Надо сказать, что Санька при всей его дубоголовости знал толк в анекдотах, любил их и в памяти держал несметное количество. В основном похабных. Про Анку-пулемётчицу, про Сару и Абрама, про лису и медведя. Про поручика Ржевского и Наташу Ростову не любил, но помнил. Память на анекдоты была у него какая-то невероятная, как у мутанта, – он помнил их все, разве только те выпадали из памяти, смысл которых до его интеллекта, – если то, чем он мыслил, можно было назвать интеллектом, – не доходил. Проще говоря, он не запоминал анекдоты, требующие некоторого умственного напряжения для расшифровки смысла. Он так и не понял любимого анекдота Фрейда, который, вообще-то, изумительно прост: стареющий муж говорит стареющей жене: «Если кто-то из нас раньше умрёт, я уеду жить в Париж». Санька Дуб юмора не просёк, но ввиду краткости анекдота всё же его машинально запомнил. Ну, а если учесть, что девяносто процентов анекдотов в той или иной мере похабные, а похабность примитивна, то, стало быть, Санька Дуб помнил их девяносто процентов. И уж анекдот про беседу Брежнева со своим соратником по Политбюро Сусловым о лечении от всех болезней уриной помнил слово в слово, особенно хорошо копировал причмокивающее произношение постаревшего Брежнева: «Запомни, Миша, я мочу не пил, не пью и пить не буду». Вполне приличный анекдот. Но про мочу. Это Саньку Дуба и забавляло. И вот выискался салага, который сравнил с мочой пиво. Этого Санька не мог ни понять, ни стерпеть. Пиво – моча?! Глаза его злобно сощурились. Чёткие пацаны, обожающие пиво во стократ пуще колы и прочих шипучек, тоже были ущемлены в романтических чувствах и готовы были тут же превратить Дениса в фарш. Но Санька остановил:
– Ша! Ну не любит человек мочу, значит не любит. Брежнев тоже не любил.

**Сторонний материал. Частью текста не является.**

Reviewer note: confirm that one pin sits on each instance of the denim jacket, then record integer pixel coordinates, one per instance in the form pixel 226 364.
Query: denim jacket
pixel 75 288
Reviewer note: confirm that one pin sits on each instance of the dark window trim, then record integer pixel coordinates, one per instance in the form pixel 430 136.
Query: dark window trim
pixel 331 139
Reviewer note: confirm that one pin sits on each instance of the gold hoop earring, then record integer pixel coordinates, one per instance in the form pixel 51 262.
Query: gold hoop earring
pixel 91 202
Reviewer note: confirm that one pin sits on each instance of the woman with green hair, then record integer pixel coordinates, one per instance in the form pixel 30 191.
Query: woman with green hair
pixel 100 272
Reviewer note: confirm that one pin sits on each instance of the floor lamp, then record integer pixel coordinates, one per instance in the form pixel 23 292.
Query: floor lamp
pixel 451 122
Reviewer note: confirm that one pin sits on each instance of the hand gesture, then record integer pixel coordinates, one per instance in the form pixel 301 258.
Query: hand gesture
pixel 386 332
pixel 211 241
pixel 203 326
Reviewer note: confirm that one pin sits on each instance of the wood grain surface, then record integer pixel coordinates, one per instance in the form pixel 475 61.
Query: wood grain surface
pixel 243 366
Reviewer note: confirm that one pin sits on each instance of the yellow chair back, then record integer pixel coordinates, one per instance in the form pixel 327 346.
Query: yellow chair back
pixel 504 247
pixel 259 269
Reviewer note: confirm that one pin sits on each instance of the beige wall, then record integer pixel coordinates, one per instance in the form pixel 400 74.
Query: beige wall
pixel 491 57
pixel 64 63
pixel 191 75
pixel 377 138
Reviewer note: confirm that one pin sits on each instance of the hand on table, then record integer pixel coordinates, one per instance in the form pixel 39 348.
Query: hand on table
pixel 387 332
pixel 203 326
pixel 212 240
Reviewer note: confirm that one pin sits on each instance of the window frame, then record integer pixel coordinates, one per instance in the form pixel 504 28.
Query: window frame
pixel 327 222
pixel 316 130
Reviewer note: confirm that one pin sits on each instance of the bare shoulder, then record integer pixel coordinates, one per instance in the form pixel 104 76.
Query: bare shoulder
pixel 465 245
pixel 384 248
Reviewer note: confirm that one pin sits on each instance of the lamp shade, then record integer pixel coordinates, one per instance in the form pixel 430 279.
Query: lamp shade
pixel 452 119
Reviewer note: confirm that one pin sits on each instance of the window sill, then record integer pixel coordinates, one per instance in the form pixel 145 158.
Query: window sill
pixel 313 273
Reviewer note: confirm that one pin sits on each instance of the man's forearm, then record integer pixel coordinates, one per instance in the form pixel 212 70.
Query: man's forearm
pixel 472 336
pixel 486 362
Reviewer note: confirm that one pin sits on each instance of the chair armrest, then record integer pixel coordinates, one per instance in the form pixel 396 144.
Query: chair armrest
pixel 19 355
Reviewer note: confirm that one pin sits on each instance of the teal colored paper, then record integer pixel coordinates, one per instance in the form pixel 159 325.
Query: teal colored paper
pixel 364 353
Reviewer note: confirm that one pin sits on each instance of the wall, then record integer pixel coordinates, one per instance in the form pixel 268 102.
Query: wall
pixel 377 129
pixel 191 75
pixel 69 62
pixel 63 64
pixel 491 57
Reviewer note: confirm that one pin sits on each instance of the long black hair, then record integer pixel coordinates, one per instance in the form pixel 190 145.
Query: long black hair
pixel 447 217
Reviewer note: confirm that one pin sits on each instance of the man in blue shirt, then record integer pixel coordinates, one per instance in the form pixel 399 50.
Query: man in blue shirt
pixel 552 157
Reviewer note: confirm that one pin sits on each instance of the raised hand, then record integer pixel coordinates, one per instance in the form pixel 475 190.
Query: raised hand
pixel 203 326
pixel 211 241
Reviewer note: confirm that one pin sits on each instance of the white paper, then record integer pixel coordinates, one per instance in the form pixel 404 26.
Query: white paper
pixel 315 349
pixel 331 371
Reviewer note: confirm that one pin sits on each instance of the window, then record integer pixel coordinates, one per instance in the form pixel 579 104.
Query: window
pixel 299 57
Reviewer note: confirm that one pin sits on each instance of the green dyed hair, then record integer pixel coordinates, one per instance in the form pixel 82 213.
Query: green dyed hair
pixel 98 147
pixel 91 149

Причём тут Брежнев, пацаны не поняли, но утихли.
На том и расстались с Денисом.
И вот теперь, когда повалили обидчика на кафельный пол в душевой, а Санька наполнял пустые банки из-под «Бургского Улётного» из своего пузыря, поняли замысел вожака и, развеселившись, ржали как жеребцы.
Их было пятеро, сподвижников гнусного Дуба. «Щас я тебя порадую, щас ты у нас хлебнешь пивка», – весело приговаривал Санька, и подельники дружно гоготали.
Мочу вливали надёжно. Денису не давали трепыхнуться и крепко зажали нос, чтобы рот открывал. Так вливали в древние времена расплавленное олово в горло еретикам.
«Фирма!», «Плиз!», – упражнялись в плоском остроумии деды.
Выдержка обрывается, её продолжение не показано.